I have looked into Cantor's diagonal argument, but I am not entirely convinced. Instead of starting with 1 for the natural numbers and working our way up, we could instead try and pair random, infinitely long natural numbers with irrational real numbers, like follows:
97249871263434289... 0.12834798234890899...29347192834769812... 0.23489712349789878...42987412938478321... 0.23487912836784798...43921649873612384... 0.58792834796781823...49238749213847921... 0.58971238456497213...98123489712348790... 0.58291739429587199...45678294218374691... 0.09123498915832837...69217346876217384... 0.23897123484839759...52189347981283490... 0.34823948750038273......

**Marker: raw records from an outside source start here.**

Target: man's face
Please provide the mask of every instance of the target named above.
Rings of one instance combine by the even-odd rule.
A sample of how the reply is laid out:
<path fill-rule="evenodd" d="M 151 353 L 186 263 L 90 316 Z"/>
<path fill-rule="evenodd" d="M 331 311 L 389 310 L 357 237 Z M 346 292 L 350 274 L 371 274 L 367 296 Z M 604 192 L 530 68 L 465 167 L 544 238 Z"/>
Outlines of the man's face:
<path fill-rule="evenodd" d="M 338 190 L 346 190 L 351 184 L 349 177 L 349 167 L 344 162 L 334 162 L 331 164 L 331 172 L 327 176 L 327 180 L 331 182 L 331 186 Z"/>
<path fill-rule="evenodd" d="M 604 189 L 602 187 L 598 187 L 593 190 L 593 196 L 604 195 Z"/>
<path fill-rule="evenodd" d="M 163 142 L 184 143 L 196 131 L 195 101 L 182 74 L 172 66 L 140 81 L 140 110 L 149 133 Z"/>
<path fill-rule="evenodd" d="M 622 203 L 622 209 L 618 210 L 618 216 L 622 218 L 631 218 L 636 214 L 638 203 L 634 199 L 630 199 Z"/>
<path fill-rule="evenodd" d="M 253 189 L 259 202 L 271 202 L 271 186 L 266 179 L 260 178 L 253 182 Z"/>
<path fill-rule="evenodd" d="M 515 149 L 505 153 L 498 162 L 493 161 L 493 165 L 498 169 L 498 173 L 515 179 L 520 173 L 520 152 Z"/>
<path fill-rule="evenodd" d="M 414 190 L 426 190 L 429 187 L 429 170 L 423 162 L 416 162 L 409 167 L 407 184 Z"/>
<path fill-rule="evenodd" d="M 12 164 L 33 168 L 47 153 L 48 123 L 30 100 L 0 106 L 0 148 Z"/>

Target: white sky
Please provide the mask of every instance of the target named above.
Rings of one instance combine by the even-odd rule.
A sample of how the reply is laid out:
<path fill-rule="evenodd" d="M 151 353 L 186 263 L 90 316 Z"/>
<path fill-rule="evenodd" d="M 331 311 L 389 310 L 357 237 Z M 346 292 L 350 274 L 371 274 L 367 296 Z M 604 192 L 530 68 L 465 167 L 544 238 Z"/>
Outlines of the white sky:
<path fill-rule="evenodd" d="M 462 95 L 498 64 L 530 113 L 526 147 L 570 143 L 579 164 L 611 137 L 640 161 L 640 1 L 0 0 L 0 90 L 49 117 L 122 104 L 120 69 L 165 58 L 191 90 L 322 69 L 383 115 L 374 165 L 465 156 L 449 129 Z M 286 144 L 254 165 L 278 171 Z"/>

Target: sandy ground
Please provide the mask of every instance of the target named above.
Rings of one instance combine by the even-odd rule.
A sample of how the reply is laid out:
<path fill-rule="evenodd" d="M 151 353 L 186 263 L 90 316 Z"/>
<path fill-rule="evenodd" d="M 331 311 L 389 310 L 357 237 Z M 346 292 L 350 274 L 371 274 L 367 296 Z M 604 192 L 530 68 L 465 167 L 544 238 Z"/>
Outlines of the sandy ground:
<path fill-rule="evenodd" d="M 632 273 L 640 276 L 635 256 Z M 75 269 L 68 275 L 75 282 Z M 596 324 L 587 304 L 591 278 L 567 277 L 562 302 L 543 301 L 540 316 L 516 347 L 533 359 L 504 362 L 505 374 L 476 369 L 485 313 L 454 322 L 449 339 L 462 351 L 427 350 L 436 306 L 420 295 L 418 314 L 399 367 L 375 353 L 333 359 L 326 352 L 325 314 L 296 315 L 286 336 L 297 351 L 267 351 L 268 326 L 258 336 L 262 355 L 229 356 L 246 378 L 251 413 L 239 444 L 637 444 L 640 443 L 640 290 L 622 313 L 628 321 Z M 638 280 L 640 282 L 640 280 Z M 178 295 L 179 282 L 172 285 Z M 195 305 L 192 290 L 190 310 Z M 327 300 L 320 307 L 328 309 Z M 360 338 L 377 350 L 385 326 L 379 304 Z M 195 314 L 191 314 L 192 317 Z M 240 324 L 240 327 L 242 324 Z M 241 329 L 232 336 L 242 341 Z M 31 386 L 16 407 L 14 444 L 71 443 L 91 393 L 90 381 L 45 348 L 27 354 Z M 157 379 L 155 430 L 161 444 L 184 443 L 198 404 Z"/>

Couldn't we just as easily apply the diagonal argument to the natural numbers, and therefore generate a new natural number after completely exhausting our list? Here's another way to look at it:
97249871263434289... 0.029347192834769812... 0.142987412938478321... 0.243921649873612384... 0.3...49238749213847921... 0.898123489712348790... 0.945678294218374691... 0.1069217346876217384... 0.1152189347981283490... 0.12...
If we accept Cantor's diagonal argument, doesn't the second argument now prove that there are more natural numbers than real numbers between 0 and 1? If you imagine this infinite list of real numbers, which in fact does include all numbers between 0 and 1 (or else the set [1, 2, 3, 4, 5, 6...] wouldn't contain all the natural numbers), it seems like the only distinction between the two sets are the inclusion of a preceding "0." for the real numbers. Does that magically make the set larger?